Thursday, October 23, 2014

Kentucky Legacy



The Blue Heron Coal Camp Scale Model at Big South Fork NRAA

The Stearns Coal and Lumber Company began operation in 1902 on land purchased in Kentucky and Tennessee. At the same time that the lumber industry was being established coal mining operations began. The first Stearns Company coal mine opened in 1902 and the first coal shipments were made in 1903. In 1918 the lumber industry was dwindling in Mason County, Michigan and Mr. Stearns closed the lumber company.

 

Coal Conveyor Over the Big South Fork Modified for Foot Travel (Compare with photo of the conveyor during mine operation)


Coal Conveyor for Bringing Coal to the Tipple at Mine 18 (Blue Heron Mine)

Kentucky and Tennessee Railroad Pond and Locomotive Shop, Stearns, KY
The company continued under Justus Sterns’ offspring. Robert L. Stearns, Sr., Robert L. Stearns, Jr. and Robert Eiledy Gable all ran the company over the time of the Stearns Company’s presence in Kentucky and Tennessee. In the 1902 the Stearns company began building a railroad to connect the mines to the Southern Railroad. The Stearns Railroad became the Kentucky and Tennessee railroad.

It reached mine No. 1 at Barthell, mine No. 4 at Worley, mine No. 11 at Yamacraw, Cooperative Coal Company at Cooperative,; mine No. 15 at White Oak, and mine "A" at Fidelity. Cooperative was a new mine which was organized to give Stearns employees the privilege of buying its stock and sharing its earnings. The Kentucky and Tennessee railroad also ran to the Paint Cliff Mine Company, , the St. Mihiel Coal Company at Oz, and the Camargo Coal Company at Camargo.
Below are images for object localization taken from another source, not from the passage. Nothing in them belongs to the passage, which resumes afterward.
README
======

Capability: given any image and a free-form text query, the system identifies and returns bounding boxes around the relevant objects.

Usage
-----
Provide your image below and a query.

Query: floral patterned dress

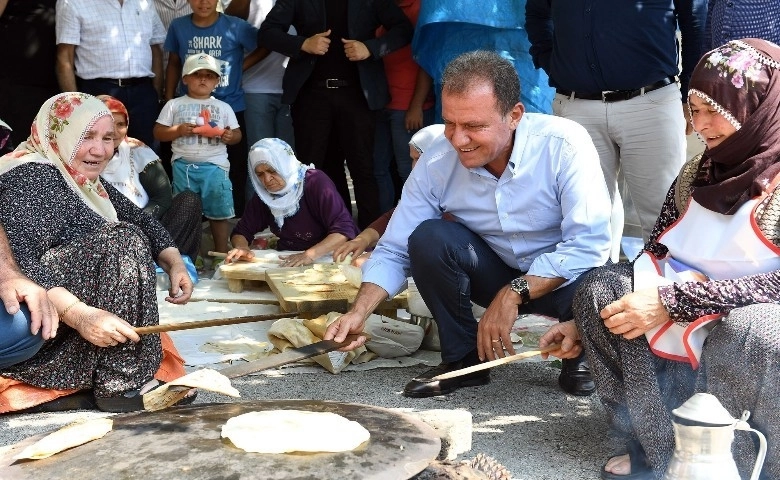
[574,157,780,479]
[0,163,174,397]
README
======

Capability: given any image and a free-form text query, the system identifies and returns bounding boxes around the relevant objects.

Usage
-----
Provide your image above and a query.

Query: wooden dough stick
[208,250,281,264]
[431,343,563,381]
[134,312,299,335]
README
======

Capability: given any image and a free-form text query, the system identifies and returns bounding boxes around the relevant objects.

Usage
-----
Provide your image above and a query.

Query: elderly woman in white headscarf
[98,95,203,262]
[226,138,359,267]
[334,124,445,266]
[0,92,193,413]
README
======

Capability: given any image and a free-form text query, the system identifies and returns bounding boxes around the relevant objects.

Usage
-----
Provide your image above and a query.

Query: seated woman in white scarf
[225,138,359,267]
[99,95,202,262]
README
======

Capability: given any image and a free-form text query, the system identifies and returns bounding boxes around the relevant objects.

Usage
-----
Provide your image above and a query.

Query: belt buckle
[117,78,126,87]
[601,90,613,102]
[325,78,339,89]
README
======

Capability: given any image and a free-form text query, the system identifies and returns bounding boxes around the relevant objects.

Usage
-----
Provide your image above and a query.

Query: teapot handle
[736,419,767,480]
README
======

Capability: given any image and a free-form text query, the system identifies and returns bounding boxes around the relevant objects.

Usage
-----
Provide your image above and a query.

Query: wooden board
[184,279,279,304]
[265,266,407,317]
[218,261,277,292]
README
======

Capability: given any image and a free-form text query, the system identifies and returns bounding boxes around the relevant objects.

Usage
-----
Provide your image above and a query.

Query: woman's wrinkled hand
[600,288,671,339]
[165,261,193,304]
[225,247,254,264]
[71,304,140,348]
[279,251,314,267]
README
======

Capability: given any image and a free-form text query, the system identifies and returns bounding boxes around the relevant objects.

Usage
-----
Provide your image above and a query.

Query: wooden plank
[265,266,408,316]
[218,261,273,282]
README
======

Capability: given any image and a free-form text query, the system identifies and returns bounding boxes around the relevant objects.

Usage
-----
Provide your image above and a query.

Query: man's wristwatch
[509,277,531,305]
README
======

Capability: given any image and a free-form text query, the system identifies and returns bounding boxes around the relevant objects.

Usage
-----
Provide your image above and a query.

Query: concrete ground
[0,357,612,479]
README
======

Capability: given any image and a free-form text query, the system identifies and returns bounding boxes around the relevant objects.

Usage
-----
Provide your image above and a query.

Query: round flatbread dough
[221,410,370,454]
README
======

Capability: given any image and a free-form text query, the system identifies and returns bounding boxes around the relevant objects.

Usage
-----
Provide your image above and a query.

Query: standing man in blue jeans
[0,224,57,369]
[325,51,612,398]
[526,0,707,248]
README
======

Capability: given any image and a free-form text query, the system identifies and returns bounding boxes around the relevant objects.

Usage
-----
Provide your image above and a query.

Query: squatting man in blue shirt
[325,50,612,398]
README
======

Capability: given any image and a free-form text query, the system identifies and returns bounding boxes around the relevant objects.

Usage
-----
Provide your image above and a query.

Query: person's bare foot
[604,453,632,475]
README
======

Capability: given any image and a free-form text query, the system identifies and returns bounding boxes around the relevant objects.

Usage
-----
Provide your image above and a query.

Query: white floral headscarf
[248,138,313,228]
[0,92,117,221]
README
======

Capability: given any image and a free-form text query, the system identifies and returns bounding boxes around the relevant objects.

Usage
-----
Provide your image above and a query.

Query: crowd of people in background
[1,0,780,478]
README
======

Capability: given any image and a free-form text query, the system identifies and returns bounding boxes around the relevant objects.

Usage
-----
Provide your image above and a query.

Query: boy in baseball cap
[154,53,241,253]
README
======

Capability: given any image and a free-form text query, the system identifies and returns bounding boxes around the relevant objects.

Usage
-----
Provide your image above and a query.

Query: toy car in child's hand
[192,108,224,138]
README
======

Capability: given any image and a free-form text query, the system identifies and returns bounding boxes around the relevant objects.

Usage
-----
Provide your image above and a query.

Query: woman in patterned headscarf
[0,92,194,413]
[537,39,780,479]
[226,138,359,267]
[99,95,203,262]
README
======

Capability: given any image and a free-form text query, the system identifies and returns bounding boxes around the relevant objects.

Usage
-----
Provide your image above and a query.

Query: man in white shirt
[55,0,166,147]
[326,50,612,398]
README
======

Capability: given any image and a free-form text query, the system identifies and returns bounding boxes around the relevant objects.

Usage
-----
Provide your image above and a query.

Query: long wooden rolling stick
[431,343,563,381]
[134,312,299,335]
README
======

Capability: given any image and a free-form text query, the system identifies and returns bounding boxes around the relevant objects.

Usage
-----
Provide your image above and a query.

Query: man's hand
[538,320,582,359]
[342,39,370,61]
[0,276,58,339]
[476,286,519,361]
[302,30,331,55]
[333,237,370,263]
[600,288,670,339]
[323,312,368,351]
[69,304,140,347]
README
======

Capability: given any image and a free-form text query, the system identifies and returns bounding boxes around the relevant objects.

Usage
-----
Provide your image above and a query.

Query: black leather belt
[87,77,152,87]
[556,76,678,102]
[313,78,351,88]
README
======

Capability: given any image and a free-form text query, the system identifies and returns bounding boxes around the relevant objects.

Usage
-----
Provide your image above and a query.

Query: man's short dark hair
[441,50,521,116]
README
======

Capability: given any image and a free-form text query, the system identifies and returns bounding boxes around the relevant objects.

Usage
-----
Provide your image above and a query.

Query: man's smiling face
[442,80,523,177]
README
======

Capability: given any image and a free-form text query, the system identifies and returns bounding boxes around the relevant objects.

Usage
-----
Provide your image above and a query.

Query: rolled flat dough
[221,410,370,453]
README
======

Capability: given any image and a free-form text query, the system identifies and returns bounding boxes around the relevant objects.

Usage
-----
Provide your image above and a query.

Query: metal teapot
[663,393,766,480]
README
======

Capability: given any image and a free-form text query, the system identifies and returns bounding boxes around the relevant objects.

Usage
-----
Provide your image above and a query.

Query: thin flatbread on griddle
[221,410,370,453]
[143,368,240,411]
[13,417,113,460]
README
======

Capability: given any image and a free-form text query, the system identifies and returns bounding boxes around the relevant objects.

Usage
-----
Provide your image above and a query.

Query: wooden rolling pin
[134,312,298,335]
[208,250,281,264]
[431,343,563,380]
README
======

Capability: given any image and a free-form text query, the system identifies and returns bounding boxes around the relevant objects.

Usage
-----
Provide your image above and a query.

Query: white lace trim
[688,88,742,131]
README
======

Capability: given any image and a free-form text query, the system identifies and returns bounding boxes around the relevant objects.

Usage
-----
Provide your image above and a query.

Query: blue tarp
[412,0,554,119]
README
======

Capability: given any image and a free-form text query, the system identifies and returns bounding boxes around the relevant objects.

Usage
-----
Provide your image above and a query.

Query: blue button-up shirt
[526,0,707,96]
[705,0,780,49]
[362,113,612,297]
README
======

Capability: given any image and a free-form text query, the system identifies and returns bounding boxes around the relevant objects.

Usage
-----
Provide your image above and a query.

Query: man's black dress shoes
[558,354,595,396]
[403,349,490,398]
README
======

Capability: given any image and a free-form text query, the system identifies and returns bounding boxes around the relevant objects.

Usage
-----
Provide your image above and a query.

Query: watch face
[511,278,530,302]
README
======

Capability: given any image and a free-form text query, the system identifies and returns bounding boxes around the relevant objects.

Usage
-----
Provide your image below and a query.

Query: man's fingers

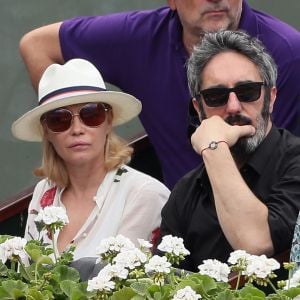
[235,124,256,138]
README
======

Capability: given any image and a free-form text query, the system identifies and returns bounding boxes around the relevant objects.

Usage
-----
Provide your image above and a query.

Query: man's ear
[167,0,176,10]
[192,98,201,115]
[269,87,277,114]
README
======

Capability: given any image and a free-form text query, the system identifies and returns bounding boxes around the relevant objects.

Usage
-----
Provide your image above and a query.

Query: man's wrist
[200,140,229,156]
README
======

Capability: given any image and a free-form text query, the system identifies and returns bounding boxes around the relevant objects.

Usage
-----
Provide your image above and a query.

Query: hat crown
[38,59,106,103]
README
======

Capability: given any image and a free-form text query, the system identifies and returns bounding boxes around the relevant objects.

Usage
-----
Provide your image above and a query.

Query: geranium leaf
[215,289,235,300]
[0,286,11,299]
[53,265,80,282]
[111,287,138,300]
[60,280,89,299]
[239,284,266,298]
[1,280,28,298]
[0,261,8,275]
[130,281,149,295]
[36,255,54,265]
[279,286,300,298]
[26,288,46,300]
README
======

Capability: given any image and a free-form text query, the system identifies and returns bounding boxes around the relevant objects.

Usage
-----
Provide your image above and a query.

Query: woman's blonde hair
[34,131,133,188]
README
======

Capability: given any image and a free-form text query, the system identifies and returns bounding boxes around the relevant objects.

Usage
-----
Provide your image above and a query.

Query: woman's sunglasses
[41,102,111,133]
[196,82,265,107]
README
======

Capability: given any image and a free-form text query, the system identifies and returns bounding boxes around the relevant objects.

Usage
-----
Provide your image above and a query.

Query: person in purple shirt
[19,0,300,189]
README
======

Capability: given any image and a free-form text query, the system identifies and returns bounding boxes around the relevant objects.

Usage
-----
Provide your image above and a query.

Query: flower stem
[267,278,280,295]
[18,257,32,281]
[11,260,16,272]
[235,273,241,290]
[50,229,58,263]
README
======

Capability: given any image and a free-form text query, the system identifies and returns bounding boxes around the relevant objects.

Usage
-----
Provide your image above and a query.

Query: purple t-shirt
[60,0,300,189]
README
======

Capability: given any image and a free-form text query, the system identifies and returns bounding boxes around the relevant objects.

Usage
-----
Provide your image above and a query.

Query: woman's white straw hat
[12,58,142,142]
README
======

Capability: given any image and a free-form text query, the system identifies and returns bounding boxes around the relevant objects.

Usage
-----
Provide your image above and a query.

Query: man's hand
[191,115,255,155]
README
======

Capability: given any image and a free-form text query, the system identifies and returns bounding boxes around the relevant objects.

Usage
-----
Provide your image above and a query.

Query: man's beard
[198,94,270,163]
[225,113,268,163]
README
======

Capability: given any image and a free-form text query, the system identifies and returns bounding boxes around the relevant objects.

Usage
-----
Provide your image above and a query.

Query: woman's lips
[68,142,90,149]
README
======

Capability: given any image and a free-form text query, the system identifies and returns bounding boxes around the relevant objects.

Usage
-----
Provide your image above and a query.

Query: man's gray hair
[187,30,278,97]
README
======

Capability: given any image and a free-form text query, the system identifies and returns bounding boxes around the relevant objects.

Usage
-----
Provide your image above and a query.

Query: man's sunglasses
[41,102,111,133]
[196,82,265,107]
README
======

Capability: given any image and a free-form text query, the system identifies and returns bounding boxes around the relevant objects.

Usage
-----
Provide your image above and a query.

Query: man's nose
[225,91,242,114]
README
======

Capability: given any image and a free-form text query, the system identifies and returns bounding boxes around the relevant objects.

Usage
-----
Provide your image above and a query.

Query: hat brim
[12,91,142,142]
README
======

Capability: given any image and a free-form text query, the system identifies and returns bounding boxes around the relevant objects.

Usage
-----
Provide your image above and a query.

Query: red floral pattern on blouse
[151,227,161,249]
[40,187,57,208]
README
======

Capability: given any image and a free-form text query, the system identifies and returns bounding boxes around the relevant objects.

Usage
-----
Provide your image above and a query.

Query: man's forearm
[202,142,274,256]
[19,22,64,91]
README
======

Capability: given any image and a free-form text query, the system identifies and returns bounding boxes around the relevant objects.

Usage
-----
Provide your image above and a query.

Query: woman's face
[43,103,112,168]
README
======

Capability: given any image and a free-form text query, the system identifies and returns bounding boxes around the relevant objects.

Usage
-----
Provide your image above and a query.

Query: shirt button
[83,232,88,238]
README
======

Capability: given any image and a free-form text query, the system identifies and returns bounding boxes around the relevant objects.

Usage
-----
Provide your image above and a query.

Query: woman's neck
[64,161,107,202]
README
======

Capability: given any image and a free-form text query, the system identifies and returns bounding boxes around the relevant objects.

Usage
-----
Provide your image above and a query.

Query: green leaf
[26,288,47,300]
[52,265,80,282]
[239,284,266,298]
[215,289,235,300]
[111,287,138,300]
[278,286,300,298]
[0,286,11,299]
[1,280,28,298]
[60,280,90,299]
[0,261,9,276]
[131,281,151,296]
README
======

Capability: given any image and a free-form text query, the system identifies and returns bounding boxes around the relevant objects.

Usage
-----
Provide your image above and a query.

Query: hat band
[39,86,106,105]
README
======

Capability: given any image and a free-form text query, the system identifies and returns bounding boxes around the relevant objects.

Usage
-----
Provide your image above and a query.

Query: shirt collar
[169,9,189,57]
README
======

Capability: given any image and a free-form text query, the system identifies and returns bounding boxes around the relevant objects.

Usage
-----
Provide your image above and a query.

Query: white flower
[145,255,171,274]
[87,274,115,292]
[198,259,230,282]
[96,235,135,256]
[0,237,28,264]
[285,268,300,289]
[157,235,190,256]
[138,239,152,249]
[172,286,201,300]
[35,206,69,226]
[98,263,129,280]
[228,250,251,265]
[245,255,280,279]
[113,248,147,269]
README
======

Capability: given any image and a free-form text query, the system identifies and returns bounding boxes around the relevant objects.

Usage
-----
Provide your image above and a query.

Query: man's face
[194,51,276,159]
[167,0,242,36]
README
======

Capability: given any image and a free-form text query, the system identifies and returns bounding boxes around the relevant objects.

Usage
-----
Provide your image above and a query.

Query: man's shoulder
[172,164,204,192]
[63,6,172,28]
[278,128,300,152]
[242,4,300,58]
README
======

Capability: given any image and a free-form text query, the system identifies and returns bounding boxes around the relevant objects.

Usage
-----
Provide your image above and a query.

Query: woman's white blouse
[25,165,170,260]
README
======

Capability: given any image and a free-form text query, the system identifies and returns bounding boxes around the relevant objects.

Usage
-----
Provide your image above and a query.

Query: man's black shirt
[159,126,300,272]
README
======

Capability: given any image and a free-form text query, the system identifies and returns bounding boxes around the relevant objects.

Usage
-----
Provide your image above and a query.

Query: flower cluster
[1,204,300,299]
[0,236,27,264]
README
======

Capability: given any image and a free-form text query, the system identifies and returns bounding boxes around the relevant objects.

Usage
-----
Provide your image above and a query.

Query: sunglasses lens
[80,103,107,127]
[235,82,262,102]
[199,82,263,107]
[44,109,72,132]
[201,89,228,107]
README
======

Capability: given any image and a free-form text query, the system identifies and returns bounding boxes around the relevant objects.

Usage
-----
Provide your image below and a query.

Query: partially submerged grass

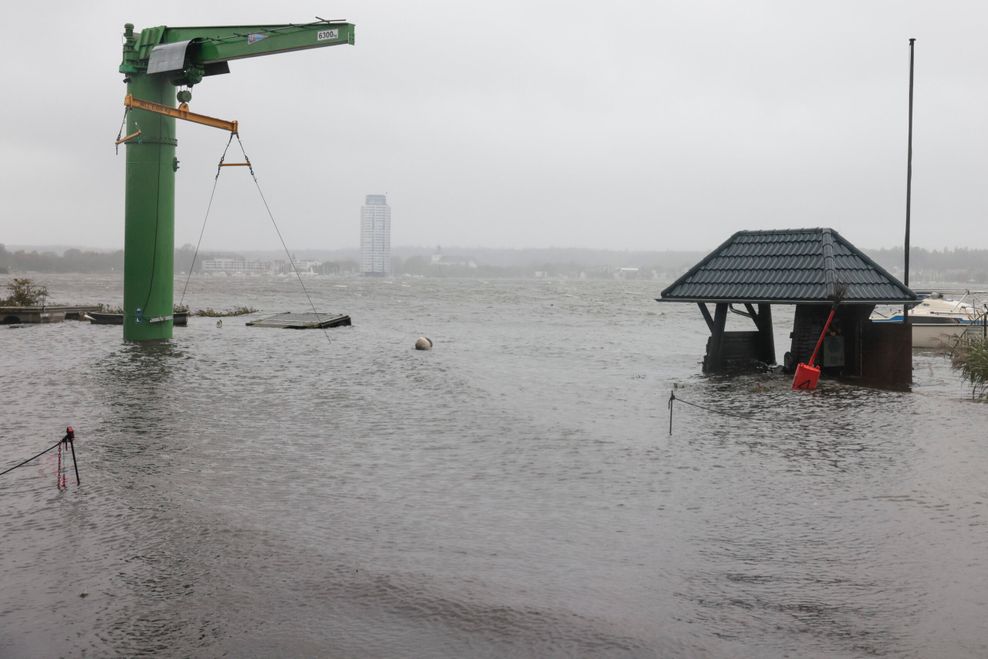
[951,338,988,400]
[2,278,48,306]
[192,306,258,317]
[94,304,258,317]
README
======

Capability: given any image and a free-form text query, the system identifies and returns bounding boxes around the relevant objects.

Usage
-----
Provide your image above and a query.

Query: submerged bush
[952,338,988,400]
[193,306,258,317]
[2,278,48,306]
[93,304,256,317]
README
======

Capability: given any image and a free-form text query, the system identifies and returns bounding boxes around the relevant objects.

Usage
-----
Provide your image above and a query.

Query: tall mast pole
[904,37,916,320]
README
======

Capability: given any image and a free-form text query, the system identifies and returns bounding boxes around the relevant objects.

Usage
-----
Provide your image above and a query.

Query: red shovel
[792,307,837,390]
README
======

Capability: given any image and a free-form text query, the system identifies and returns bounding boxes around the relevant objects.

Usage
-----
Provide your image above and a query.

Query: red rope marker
[56,442,65,489]
[0,427,79,487]
[55,427,78,490]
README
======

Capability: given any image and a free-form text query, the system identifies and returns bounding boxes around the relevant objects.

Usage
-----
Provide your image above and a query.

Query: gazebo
[658,228,918,387]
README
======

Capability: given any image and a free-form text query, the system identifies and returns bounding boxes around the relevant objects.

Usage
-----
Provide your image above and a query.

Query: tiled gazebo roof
[659,228,916,304]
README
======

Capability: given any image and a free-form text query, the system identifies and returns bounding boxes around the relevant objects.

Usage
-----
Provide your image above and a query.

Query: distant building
[430,246,477,269]
[360,194,391,276]
[201,257,272,275]
[614,267,640,280]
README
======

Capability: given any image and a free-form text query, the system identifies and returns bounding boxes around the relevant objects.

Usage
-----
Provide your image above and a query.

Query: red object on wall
[792,307,837,391]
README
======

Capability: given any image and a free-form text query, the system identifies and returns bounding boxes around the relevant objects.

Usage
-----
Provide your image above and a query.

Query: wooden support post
[756,303,775,364]
[698,303,715,332]
[704,303,728,373]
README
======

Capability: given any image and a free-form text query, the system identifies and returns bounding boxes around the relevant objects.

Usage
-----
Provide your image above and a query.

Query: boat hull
[870,293,983,349]
[910,322,969,349]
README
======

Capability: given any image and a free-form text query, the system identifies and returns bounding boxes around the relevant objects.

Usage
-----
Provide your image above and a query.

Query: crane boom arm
[175,22,354,64]
[121,21,354,80]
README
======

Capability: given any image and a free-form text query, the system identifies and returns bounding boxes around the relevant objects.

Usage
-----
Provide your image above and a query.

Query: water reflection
[94,340,185,439]
[669,370,948,656]
[2,276,986,657]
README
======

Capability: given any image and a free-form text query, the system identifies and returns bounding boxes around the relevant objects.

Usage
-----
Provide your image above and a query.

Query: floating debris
[246,312,351,330]
[1,305,102,324]
[194,306,258,317]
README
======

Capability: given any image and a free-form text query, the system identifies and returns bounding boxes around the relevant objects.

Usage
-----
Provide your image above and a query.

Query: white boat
[871,292,985,349]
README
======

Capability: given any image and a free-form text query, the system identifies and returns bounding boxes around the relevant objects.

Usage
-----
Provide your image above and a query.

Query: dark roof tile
[659,228,916,304]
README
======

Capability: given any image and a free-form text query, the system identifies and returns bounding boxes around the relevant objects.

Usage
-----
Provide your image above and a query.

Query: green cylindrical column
[123,74,176,341]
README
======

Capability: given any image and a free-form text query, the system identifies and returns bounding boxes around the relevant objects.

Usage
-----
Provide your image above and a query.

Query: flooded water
[2,274,986,657]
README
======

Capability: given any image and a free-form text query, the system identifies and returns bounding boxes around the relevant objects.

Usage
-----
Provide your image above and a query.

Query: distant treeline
[0,244,203,275]
[866,247,988,284]
[0,245,124,273]
[2,242,986,282]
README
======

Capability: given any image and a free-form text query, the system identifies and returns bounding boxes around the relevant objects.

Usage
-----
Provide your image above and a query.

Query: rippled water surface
[2,275,987,657]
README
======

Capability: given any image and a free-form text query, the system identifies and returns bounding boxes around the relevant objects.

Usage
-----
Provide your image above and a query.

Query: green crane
[117,20,355,341]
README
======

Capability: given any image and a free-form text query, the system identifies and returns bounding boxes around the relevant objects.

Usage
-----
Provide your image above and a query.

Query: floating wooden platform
[1,305,101,324]
[246,312,351,329]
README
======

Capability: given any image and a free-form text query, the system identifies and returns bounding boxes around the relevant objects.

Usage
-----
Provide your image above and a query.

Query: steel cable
[234,134,333,346]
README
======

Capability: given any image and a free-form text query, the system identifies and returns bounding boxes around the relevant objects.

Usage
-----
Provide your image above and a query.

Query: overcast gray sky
[1,1,985,252]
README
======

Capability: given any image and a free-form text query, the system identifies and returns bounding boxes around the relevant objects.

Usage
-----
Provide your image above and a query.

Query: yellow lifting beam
[115,129,142,145]
[123,94,239,134]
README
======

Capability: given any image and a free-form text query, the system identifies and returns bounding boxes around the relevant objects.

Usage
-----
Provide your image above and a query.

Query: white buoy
[415,336,433,350]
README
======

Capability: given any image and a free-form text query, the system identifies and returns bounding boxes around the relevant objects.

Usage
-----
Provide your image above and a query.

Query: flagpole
[904,37,916,319]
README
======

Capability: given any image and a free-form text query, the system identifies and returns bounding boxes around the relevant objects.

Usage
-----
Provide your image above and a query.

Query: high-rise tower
[360,194,391,276]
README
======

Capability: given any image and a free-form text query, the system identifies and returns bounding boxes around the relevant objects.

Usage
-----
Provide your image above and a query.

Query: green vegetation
[95,304,255,317]
[868,246,988,283]
[0,244,201,274]
[2,278,49,306]
[951,338,988,400]
[1,245,124,273]
[192,306,258,317]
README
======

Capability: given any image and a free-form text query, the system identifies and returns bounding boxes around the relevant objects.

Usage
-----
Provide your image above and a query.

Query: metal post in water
[66,426,80,486]
[668,391,675,436]
[904,37,916,320]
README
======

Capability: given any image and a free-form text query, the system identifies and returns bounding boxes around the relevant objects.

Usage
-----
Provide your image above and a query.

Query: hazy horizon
[3,2,988,252]
[0,241,967,257]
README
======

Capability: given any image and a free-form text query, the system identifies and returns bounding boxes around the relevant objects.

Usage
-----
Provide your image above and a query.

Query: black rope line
[668,390,770,436]
[668,391,758,420]
[234,134,333,346]
[0,439,62,479]
[179,133,236,307]
[2,430,80,488]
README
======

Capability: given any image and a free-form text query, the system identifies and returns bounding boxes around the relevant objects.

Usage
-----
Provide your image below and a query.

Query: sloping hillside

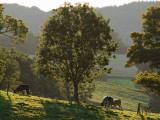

The president of the Paint Cliff mine company was Kenneth Meguire of Louisville.   Later the Railroad reached Mine 18 at Blue Heron.



The Big South Fork NRAA is one of only two national parks designated “national river and recreation area” (the other being the Mississippi National River and Recreation Area in the Minneapolis-St. Paul vicinity). The Big South Fork is a place once broken with rapacious timber cutting but now healing under protection of the National Park Service.
 
Located high atop the Cumberland Plateau in McCreary County Kentucky and Pickett and Scott Counties in Tennessee Big South Fork has more than 125,000 acres of land. Big South Fork is a geological and historical resource.  The land has deep gorges carved by erosion, historic homesteads of a bygone era, and scenic rockshelters and sandstone arches.
 
An ancient inland sea covered this part of America some 320 million years ago. The sandbars, deltas, beaches, and dunes were compressed and cemented over millions of years, becoming fine-grained sandstone. Other sedimentary rocks were formed in some places as well, including siltstone, shale, and coal.
 
The sedimentary rock strata of the Cumberland Plateau are layered.  Atop these strata sits a layer of rock called the Rockcastle Conglomerate. This rock consists of cemented-together coarse sand and small pebbles from ancient braided streambeds. The Rockcastle Conglomerate layer functions as a cap rock because it is very erosion-resistant.
 
As the land tilted upward rose, replacing the sea with highlands, rivers became a powerful force for cutting into the landscape. Where the running water breached the erosion resistant conglomerate cap rock, it was able to carve deeply into the softer sedimentary rock below. This vigorous cutting created gorges, cliffs, bluffs, and arches. Over time, these processes gave birth to the Big South Fork landscape of today.